HANDEL. Die Freude hielt weniger als 24 Stunden an. Am zweiten Tag der diesjährigen E-World hatte Statkraft Markets stolz verkündet, erstmals aus dem ostfriesischen Windpark Dornum erfolgreich negative Minutenreserve geliefert zu haben. „Das ist ein weiterer Schritt zum Erwachsenwerden der erneuerbaren Energien", jubelte Geschäftsführer Stefan-Jörg Göbel auf einer eigens anberaumten Pressekonferenz.
Die große Ernüchterung folgte bereits am nächsten Tag. Der Windpark hätte gar nicht präqualifiziert werden dürfen, teilte ihm der Übertragungsnetzbetreiber TenneT telefonisch mit, es habe einen „prozesstechnischen Datenbankfehler" gegeben. Wenig später kam ein offizielles Schreiben aus Bayreuth und futsch war die Zulassung.
„Da ist uns etwas durchgerutscht", räumt Werner Christmann ein, verantwortlich bei TenneT für die Beschaffung und Abwicklung von Regelleistung. Grundsätzlich, betont Christmann, lehne TenneT die Einbindung der Windenergie für Regelenergieleistungen nicht ab: „Was derzeit fehlt, sind verbindliche Präqualifikationskriterien, nach welchen Regeln Windparks fest zugesagte Regelleistung liefern müssen." Das sei der eigentliche Grund, warum es den Rückzieher für den von Statkraft betreuten Windpark gegeben habe.

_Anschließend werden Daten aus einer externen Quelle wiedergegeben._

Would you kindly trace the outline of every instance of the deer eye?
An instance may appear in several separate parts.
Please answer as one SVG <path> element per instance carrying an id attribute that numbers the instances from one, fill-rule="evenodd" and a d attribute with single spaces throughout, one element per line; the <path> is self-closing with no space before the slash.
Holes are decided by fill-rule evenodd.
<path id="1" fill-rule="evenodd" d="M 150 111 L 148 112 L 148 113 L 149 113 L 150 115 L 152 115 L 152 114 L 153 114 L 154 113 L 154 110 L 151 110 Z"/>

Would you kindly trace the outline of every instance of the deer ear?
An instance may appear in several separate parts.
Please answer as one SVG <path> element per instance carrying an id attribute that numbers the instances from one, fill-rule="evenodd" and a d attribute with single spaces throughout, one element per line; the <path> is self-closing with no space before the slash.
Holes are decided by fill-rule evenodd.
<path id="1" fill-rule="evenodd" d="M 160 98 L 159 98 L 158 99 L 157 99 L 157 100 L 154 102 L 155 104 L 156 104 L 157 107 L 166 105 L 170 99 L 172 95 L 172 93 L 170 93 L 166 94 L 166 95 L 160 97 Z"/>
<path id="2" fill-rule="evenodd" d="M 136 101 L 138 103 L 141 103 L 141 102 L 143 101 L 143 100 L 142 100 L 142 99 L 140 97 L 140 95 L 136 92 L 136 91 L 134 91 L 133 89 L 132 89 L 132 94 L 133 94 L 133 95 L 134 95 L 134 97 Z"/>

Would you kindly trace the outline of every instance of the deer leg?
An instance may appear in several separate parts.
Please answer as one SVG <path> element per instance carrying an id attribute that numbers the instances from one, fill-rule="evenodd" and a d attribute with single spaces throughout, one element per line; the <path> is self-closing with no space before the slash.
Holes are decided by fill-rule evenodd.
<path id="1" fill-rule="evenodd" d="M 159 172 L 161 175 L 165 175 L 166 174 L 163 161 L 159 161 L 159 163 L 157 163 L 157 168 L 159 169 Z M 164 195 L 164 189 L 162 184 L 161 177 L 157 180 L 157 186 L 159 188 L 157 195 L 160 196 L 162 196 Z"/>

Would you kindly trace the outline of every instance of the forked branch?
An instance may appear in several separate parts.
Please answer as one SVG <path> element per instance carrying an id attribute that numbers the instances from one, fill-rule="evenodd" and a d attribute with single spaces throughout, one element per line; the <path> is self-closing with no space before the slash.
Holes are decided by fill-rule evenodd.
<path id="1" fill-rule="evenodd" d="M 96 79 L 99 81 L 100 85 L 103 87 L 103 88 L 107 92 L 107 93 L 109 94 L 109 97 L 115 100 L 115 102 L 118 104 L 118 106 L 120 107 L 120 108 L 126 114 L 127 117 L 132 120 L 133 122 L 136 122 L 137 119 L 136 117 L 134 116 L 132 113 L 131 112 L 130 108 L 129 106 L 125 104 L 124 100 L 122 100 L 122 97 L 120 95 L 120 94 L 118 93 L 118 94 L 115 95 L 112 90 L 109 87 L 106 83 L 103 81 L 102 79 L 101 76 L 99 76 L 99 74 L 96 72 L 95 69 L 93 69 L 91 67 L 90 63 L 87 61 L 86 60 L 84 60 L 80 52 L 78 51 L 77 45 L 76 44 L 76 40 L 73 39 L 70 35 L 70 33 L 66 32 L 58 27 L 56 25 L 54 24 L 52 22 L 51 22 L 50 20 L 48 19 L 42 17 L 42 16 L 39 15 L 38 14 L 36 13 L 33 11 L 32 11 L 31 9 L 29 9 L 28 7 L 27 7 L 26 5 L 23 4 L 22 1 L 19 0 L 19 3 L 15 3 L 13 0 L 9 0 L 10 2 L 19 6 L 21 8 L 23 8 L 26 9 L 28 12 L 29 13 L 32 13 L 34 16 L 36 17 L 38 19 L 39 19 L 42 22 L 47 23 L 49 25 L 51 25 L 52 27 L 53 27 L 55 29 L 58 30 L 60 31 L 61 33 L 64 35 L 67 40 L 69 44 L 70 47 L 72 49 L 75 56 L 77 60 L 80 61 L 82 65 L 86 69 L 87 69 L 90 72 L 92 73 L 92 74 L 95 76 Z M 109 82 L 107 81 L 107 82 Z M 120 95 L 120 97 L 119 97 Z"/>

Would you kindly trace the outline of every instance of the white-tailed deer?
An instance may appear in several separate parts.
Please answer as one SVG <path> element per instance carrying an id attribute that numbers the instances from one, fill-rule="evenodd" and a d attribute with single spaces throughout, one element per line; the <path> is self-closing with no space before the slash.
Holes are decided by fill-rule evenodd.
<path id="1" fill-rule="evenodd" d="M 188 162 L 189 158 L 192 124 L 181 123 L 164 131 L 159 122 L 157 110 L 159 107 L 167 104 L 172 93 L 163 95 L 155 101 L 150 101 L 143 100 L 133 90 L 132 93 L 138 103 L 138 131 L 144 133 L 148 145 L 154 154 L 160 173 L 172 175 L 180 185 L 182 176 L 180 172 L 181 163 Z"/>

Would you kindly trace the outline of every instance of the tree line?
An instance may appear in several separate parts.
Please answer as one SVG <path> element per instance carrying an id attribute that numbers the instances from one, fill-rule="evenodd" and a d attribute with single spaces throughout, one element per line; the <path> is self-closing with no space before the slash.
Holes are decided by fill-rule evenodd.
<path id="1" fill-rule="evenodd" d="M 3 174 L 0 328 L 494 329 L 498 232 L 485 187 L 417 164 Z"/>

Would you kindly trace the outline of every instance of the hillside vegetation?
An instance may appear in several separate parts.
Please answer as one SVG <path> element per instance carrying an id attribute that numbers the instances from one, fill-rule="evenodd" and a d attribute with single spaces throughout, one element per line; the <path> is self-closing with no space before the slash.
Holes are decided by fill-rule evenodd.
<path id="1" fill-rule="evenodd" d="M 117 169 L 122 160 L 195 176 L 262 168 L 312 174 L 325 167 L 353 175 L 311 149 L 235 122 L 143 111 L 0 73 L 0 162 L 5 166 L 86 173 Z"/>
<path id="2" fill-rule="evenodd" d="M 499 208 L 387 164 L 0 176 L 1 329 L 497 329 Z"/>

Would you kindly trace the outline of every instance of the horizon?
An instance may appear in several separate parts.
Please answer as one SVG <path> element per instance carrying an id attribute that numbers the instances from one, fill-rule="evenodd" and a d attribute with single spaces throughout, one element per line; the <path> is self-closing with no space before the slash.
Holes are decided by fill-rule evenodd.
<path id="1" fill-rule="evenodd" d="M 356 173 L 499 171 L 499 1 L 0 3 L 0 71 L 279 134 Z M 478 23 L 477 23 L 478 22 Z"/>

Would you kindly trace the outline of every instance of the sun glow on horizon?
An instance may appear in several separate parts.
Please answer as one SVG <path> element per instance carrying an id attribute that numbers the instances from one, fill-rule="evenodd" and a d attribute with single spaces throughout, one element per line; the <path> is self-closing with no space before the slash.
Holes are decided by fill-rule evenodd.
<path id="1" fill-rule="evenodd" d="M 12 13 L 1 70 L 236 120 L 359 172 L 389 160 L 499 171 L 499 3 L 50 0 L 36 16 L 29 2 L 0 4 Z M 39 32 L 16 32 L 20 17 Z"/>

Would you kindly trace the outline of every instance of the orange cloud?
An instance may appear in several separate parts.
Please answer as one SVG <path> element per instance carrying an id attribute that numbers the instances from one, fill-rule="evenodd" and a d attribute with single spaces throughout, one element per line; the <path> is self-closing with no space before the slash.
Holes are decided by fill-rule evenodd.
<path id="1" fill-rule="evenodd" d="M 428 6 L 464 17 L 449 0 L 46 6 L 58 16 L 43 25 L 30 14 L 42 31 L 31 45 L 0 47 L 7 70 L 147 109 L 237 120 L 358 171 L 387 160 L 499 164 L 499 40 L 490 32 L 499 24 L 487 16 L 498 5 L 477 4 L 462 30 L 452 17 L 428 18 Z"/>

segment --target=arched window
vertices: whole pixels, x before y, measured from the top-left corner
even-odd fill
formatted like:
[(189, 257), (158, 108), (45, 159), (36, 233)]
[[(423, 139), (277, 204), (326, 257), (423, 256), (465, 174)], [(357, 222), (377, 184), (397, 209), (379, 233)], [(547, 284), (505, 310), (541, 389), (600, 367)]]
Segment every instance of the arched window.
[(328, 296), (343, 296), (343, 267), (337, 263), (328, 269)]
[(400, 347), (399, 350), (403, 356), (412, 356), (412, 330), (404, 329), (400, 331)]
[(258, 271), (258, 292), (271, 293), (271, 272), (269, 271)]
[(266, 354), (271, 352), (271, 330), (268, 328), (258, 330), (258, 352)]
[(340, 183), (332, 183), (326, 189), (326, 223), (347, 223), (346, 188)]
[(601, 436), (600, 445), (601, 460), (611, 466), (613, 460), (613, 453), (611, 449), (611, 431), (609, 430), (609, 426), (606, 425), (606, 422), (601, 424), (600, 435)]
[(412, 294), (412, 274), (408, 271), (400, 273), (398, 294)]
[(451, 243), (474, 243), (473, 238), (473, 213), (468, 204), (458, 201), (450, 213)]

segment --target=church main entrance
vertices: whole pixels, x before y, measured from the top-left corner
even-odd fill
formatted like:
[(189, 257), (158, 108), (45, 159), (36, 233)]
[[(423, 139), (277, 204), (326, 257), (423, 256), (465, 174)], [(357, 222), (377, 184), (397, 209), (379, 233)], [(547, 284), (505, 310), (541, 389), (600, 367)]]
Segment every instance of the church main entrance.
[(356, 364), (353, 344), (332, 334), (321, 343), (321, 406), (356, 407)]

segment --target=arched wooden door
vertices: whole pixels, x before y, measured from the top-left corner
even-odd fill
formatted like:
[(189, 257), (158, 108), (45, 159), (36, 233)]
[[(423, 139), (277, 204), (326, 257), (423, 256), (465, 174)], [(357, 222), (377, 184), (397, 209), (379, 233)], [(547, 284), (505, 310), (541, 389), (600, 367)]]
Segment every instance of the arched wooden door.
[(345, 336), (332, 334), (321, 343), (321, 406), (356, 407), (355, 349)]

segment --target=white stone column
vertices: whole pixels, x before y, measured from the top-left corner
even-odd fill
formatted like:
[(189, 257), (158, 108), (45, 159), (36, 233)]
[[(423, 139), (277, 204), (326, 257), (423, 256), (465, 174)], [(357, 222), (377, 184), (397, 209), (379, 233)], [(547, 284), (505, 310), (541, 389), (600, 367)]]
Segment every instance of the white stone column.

Zusammen mit den drei anderen Übertragungsnetzbetreibern (ÜNB) arbeitet TenneT nach Worten Christmanns derzeit an verbindlichen Standards für die Präqualifikation von Windparks. „Im Verlaufe dieses Jahres wird es Empfehlungen geben, nach welchen Methoden die Windenergie Regelenergie-Leistungen erbringen kann." In Berlin setzt 50Hertz auf Einigung der vier ÜNB: „Wir sind sehr an einer Weiterentwicklung des Regelenergiemarktes interessiert und halten die Einbindung der Windenergie für sehr wünschenswert", heißt es bei dem ostdeutschen Übertragungsnetzbetreiber.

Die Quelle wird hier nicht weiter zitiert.